LA CUPOLA ROSA DEL CLAN ZAGARIA – IN MANETTE SORELLA E COGNATE DEL BOSS DEI CASALESI – L’ACCUSA E’ DI RICETTAZIONE AGGRAVATA – GESTIVANO GLI STIPENDI DEGLI “AFFILIATI” AL CLAN - LE DONNE INTERCETTATE NELLA CHAT GRAZIE A UN VIRUS INFORMATICO INOCULATO NEI LORO TELEFONINI
Nino Femiani per “il Giorno-La Nazione-il Resto del Carlino” - www.quotidiano.net
UNA 'CUPOLA ROSA' controlla quello che resta del clan Zagaria. Le sorelle del boss Michele 'capastorta' Zagaria, Gesualda e Beatrice, gestiscono la cassa e pagano la 'mesata' ad affiliati e familiari. Le cognate - Francesca Linetti, moglie di Pasquale, Patrizia Martino, compagna di Antonio, Tiziana Piccolo, moglie di Carmine -, sono anche esse sul libro paga del clan e ricevono uno 'stipendio' di 2.500 al mese, ma si lamentano per il 'braccino corto' delle cognate che non consentirebbe a loro di vivere più agiatamente.
È uno spaccato di vita criminale e familiare, quello che viene fuori dalle 200 pagine con cui la gip Federica Colucci ordina la custodia in carcere di Beatrice, Francesca, Patrizia e Tiziana, gravemente indiziate del delitto di ricettazione aggravata perché destinatarie di rendite del clan casalese. La precedente 'contabile', Gesualda Zagaria, invece, era stata arrestata nell' ottobre 2015 e condannata a maggio 2017, con la stessa accusa, a due anni e due mesi di carcere.
D' altra parte 'capastorta' ha sempre considerato le sorelle come la naturale estensione del suo comando. Così, finita in galera Gesualda, era toccato a Beatrice tirare le redini del clan, almeno dal punto di vista finanziario (per questo è l' unica delle quattro arrestate a dover rispondere anche di associazione camorristica). Beatrice è considerata dai magistrati della Dda, la grande organizzatrice delle attività residue della fazione dei Casalesi governata per decenni dal fratello, arrestato il 7 dicembre 2011 in un bunker a Casapesenna.

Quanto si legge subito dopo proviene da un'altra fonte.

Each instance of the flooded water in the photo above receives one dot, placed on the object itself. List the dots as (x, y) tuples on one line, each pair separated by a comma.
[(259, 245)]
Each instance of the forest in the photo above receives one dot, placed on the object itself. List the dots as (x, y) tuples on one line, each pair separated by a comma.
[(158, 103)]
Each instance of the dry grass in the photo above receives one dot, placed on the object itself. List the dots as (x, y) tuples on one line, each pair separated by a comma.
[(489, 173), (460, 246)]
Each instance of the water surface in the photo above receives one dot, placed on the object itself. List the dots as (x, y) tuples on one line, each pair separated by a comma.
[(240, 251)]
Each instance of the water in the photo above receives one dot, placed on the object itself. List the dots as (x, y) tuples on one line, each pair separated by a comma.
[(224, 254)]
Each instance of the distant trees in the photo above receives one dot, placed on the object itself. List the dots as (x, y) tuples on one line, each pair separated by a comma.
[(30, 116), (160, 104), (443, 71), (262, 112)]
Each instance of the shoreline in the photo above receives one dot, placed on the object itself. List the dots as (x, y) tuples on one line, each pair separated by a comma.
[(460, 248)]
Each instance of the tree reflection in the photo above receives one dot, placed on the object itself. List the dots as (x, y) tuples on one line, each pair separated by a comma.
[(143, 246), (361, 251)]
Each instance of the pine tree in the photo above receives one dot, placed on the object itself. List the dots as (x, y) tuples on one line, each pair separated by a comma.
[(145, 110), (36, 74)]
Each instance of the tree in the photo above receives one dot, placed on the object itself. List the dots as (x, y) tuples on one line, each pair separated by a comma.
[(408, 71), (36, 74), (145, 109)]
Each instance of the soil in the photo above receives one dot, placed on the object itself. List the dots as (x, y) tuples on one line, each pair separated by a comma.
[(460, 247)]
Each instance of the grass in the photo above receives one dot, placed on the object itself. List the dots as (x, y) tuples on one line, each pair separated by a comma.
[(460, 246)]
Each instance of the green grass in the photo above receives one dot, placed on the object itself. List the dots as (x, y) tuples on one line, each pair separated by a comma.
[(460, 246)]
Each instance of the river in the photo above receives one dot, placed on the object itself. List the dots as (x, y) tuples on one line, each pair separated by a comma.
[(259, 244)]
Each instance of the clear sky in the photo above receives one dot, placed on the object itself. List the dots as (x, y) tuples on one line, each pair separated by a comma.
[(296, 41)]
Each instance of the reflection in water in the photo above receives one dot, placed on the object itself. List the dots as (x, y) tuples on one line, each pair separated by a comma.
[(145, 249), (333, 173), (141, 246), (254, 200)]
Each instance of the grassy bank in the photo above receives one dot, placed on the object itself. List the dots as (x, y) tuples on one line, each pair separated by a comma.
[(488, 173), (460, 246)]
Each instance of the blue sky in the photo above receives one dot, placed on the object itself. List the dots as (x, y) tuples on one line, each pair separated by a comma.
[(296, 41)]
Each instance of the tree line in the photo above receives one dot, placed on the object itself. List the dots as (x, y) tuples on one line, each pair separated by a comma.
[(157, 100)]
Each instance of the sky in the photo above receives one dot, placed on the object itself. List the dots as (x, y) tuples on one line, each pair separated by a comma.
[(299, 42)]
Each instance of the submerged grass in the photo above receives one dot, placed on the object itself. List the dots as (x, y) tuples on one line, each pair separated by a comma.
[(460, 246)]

È lei che amministra il fiume di denaro che serve a pagare 'stipendi' alle cognate che non hanno mai lavorato, a inviare contante ai fratelli in carcere (135 mila euro dal 2011 a oggi) per consentire a loro di mantenere un tenore di vita consono al loro lignaggio, a pagare mensili e tredicesime agli affiliati, a sborsare gli onorari per gli avvocati.
MA LA CONTABILITÀ, prima di Gesualda poi di Bea, non piace alle tre cognate che se ne lamentano continuamente nelle chat intercettate grazie a un virus informatico inoculato nei loro telefonini.
GLI ASCOLTI fanno capire come i rapporti tra le cinque donne fossero a fior di pelle. In un colloquio intercettato nel maggio 2015 in carcere con il marito Carmine (libero dopo sei anni di carcere e sorvegliato speciale), la Piccolo se la prende con la cognata. «I bambini a Pasqua non si dovevano vestire?», riferendosi al fatto che Gesualda non aveva provveduto a comprare gli abiti. «Qua ognuno pensa ai fatti suoi», aggiunge arrabbiata. Anche Patrizia Martino, convivente di Antonio Zagaria, in un colloquio dell' agosto 2015, sbotta: «Io ho 52 anni e mi sono scocciata di chiedere l' elemosina.
Siamo al 26 e io devo ancora pagare il fitto al Tribunale».
'capastorta' non assiste impassibile agli alterchi e agli animosi contrasti tra le donne della sua famiglia. Quando si trova di fronte, nel carcere di Opera, la cognata Tiziana e le due sorelle, l' investe con la sua rabbia, minacciando di pentirsi: "«Nella mia coscienza, mi sono pentito, però mi potevo pentire pure in altro modo. E se mi pento in un' altra maniera tu, tu e tu, fra sei mesi, andate a lavare le scale».
Solo una minaccia per rimetterle in riga o anche il segnale del profondo disagio che il padrino casalese sta vivendo in carcere? Interrogativi che condiscono di mistero l' interminabile saga di 'capastorta'.